La mairie attaque la validité des permis de construire. "L'illégalité de la Mosquée de Fréjus, depuis la délivrance et l'obtention des permis de construire jusqu'aux conditions de construction est un constat flagrant, tour à tour dénoncé, poursuivi et condamné à ce titre par les autorités administratives comme judiciaires", a estimé le maire de Fréjus et directeur de campagne de Marine Le Pen dans un communiqué. La mairie FN attaque la validité des permis de construire accordés par l'ancien maire (LR) Élie Brun, dans des conditions contestées. Fin mars, la cour d'appel avait écarté toutes les infractions liées à ces permis et évacué les accusations de fraude, qui avaient valu 18 mois de prison avec sursis et 100.000 euros d'amende à l'ex-édile en première instance à Draguignan.

Les juges ont simplement estimé que la construction de la mosquée n'avait pas respecté les obligations du plan de protection des risques d'inondation (PPRI), mais qu'il n'était pas nécessaire pour autant de détruire le bâtiment. Cet arrêt de la cour d'appel "vient en effet à la fois contredire le jugement du Tribunal Correctionnel de Draguignan mais aussi le jugement rendu par le Tribunal Administratif de Toulon", a soutenu David Rachline.

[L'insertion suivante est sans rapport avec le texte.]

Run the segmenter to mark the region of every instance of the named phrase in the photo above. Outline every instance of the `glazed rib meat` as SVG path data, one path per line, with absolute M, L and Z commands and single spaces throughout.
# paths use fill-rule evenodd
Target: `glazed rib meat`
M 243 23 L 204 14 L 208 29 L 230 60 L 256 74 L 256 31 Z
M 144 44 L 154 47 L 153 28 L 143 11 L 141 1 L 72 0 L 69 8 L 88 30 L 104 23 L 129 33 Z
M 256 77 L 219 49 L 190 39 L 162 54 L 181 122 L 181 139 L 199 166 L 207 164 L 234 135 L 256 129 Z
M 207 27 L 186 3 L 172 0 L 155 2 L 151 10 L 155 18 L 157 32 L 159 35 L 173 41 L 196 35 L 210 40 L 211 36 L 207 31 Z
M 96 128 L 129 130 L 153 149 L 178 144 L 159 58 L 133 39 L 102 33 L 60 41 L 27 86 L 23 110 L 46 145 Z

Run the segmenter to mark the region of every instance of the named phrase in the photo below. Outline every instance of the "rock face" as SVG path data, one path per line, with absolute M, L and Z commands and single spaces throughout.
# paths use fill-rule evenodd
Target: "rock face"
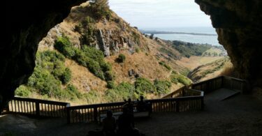
M 39 41 L 84 0 L 4 1 L 5 42 L 0 47 L 0 110 L 31 75 Z M 210 15 L 219 40 L 242 78 L 261 86 L 262 15 L 260 0 L 196 0 Z M 3 7 L 2 6 L 2 7 Z M 105 22 L 106 23 L 106 22 Z M 122 26 L 123 31 L 126 29 Z M 134 43 L 120 38 L 119 46 Z M 126 43 L 128 43 L 128 45 Z M 113 47 L 113 45 L 111 45 Z M 116 46 L 116 43 L 115 43 Z
M 5 42 L 0 47 L 0 110 L 31 75 L 38 44 L 84 0 L 4 1 Z
M 240 77 L 262 87 L 262 1 L 195 0 L 210 15 Z

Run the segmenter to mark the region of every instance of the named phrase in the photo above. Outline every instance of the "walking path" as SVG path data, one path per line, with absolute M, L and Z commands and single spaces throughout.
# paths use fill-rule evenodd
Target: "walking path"
M 136 121 L 136 127 L 148 136 L 262 135 L 262 101 L 251 96 L 233 94 L 220 89 L 205 96 L 200 112 L 159 112 Z M 66 124 L 66 119 L 33 119 L 20 115 L 0 117 L 0 135 L 8 132 L 19 135 L 87 135 L 100 129 L 94 123 Z

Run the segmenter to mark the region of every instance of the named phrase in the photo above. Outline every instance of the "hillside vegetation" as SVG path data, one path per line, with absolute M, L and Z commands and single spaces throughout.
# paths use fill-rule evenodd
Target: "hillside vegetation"
M 213 62 L 198 66 L 191 70 L 188 77 L 198 82 L 221 75 L 225 68 L 231 63 L 229 57 L 225 56 Z
M 191 84 L 187 76 L 193 68 L 217 59 L 201 56 L 210 49 L 150 38 L 110 10 L 108 1 L 87 2 L 72 8 L 39 43 L 34 72 L 15 95 L 73 105 L 159 98 Z M 184 61 L 196 56 L 209 61 Z

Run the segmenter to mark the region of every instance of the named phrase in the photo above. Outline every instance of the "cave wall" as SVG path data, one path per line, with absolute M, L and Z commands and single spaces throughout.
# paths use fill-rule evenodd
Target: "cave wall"
M 262 1 L 195 0 L 210 15 L 219 41 L 228 51 L 240 78 L 261 86 Z M 24 83 L 35 66 L 38 42 L 62 22 L 71 8 L 85 0 L 4 1 L 3 43 L 0 46 L 0 110 Z M 3 7 L 3 6 L 2 6 Z
M 71 7 L 87 0 L 5 0 L 5 37 L 0 47 L 0 111 L 35 66 L 38 44 L 61 22 Z
M 262 87 L 262 1 L 195 0 L 210 15 L 239 77 Z

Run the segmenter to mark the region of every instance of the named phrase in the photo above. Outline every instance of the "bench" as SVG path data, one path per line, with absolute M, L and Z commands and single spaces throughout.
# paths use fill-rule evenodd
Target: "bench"
M 121 108 L 122 109 L 122 108 Z M 114 109 L 119 109 L 119 108 L 115 108 L 115 109 L 110 109 L 111 110 L 114 111 Z M 102 123 L 103 121 L 103 119 L 105 119 L 106 117 L 106 111 L 108 109 L 105 109 L 105 110 L 101 110 L 99 111 L 99 112 L 101 114 L 99 114 L 99 123 Z M 150 111 L 144 111 L 144 112 L 138 112 L 138 110 L 136 109 L 134 109 L 133 110 L 133 117 L 134 118 L 140 118 L 140 117 L 149 117 L 150 116 Z M 112 112 L 112 116 L 115 118 L 116 120 L 118 119 L 118 118 L 119 117 L 120 115 L 122 115 L 123 114 L 122 112 Z

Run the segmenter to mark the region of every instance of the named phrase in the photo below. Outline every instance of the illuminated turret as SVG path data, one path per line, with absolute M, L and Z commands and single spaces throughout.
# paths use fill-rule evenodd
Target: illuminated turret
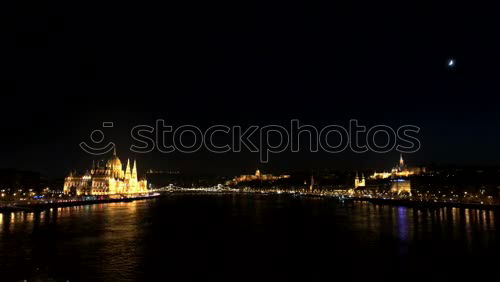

La cour administrative d'appel devra trancher. Le 8 mars, le tribunal administratif de Toulon avait jugé que cette mosquée avait été construite grâce à un permis périmé, et estimé que le permis modificatif, délivré deux ans plus tard, était en conséquence illégal. L'avocat de la mosquée a contesté cette décision, un litige qui devra désormais être tranché par la cour administrative d'appel à Marseille.